We describe a patient with 50 per cent, third degree flame burns who had a history of paint thinner inhalation for over 10 years. Moreover, chlorpromazine had been administered for the treatment of insomnia caused by chronic thinner intoxication. He developed oliguric acute renal failure soon after the burn injury, although adequate resuscitation therapy was given, and survived following frequent haemodialysis.

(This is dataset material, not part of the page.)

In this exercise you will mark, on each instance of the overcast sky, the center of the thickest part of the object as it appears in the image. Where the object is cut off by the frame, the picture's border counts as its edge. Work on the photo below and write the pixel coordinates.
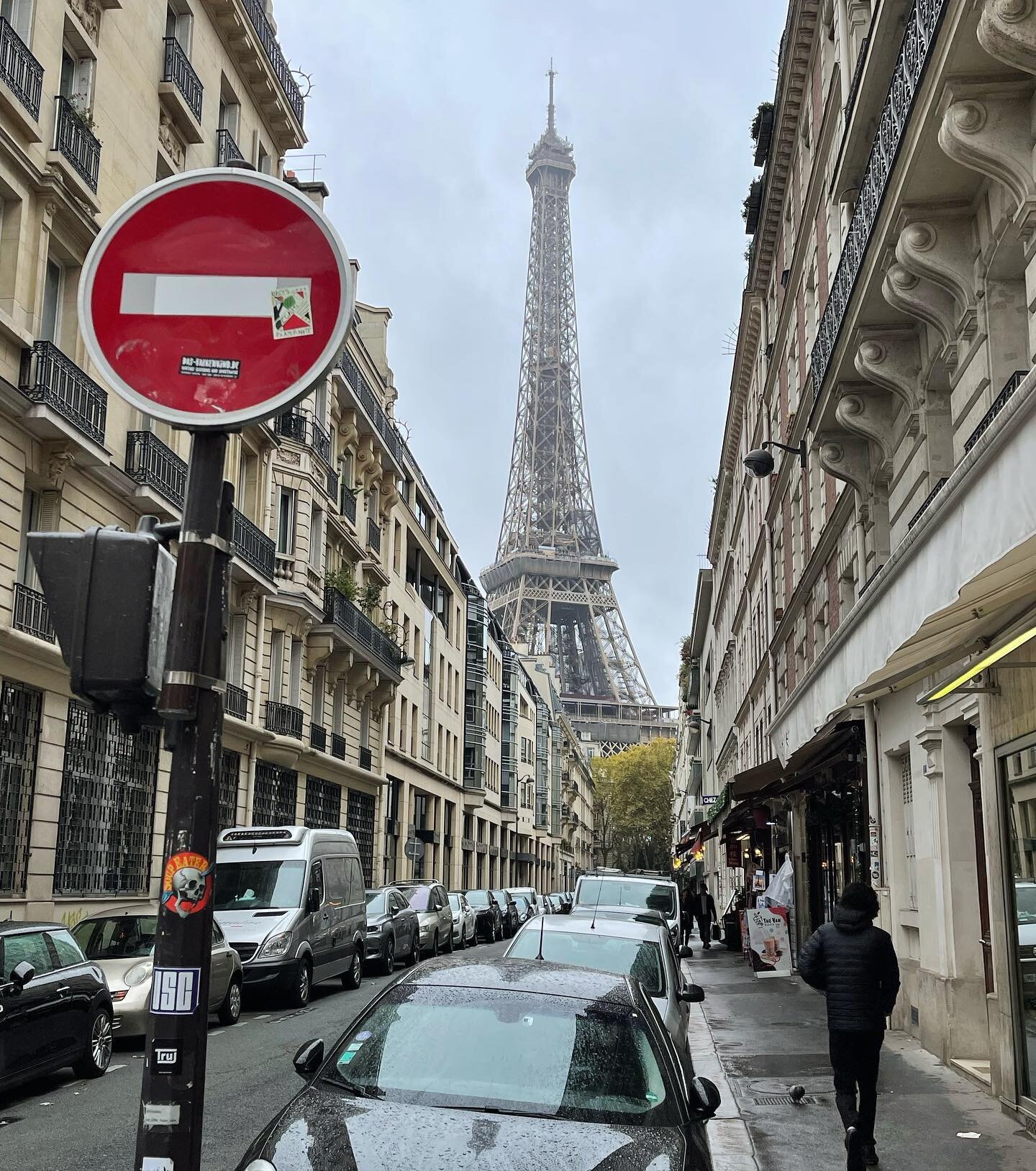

Although survival from acute renal failure after severe burns is rare, once the diagnosis of acute renal failure has been made, haemodialysis should be instituted as early as possible. Furthermore, in a severely burnt patient with episodes of chronic and acute intoxication from organic chemicals or drugs which may have caused renal damage, acute renal failure may occur, so that careful observation is advised.
我们描述了一名患有50%三度火焰烧伤的患者,他有超过10年的吸入油漆稀释剂病史。此外,曾使用氯丙嗪治疗由慢性稀释剂中毒引起的失眠。尽管给予了充分的复苏治疗,但他在烧伤后不久仍发展为少尿性急性肾衰竭,并在频繁进行血液透析后存活下来。虽然严重烧伤后急性肾衰竭存活的情况很少见,但一旦诊断为急性肾衰竭,应尽早进行血液透析。此外,对于严重烧伤且有因有机化学物质或药物引起的慢性和急性中毒发作(可能已导致肾损伤)的患者,可能会发生急性肾衰竭,因此建议密切观察。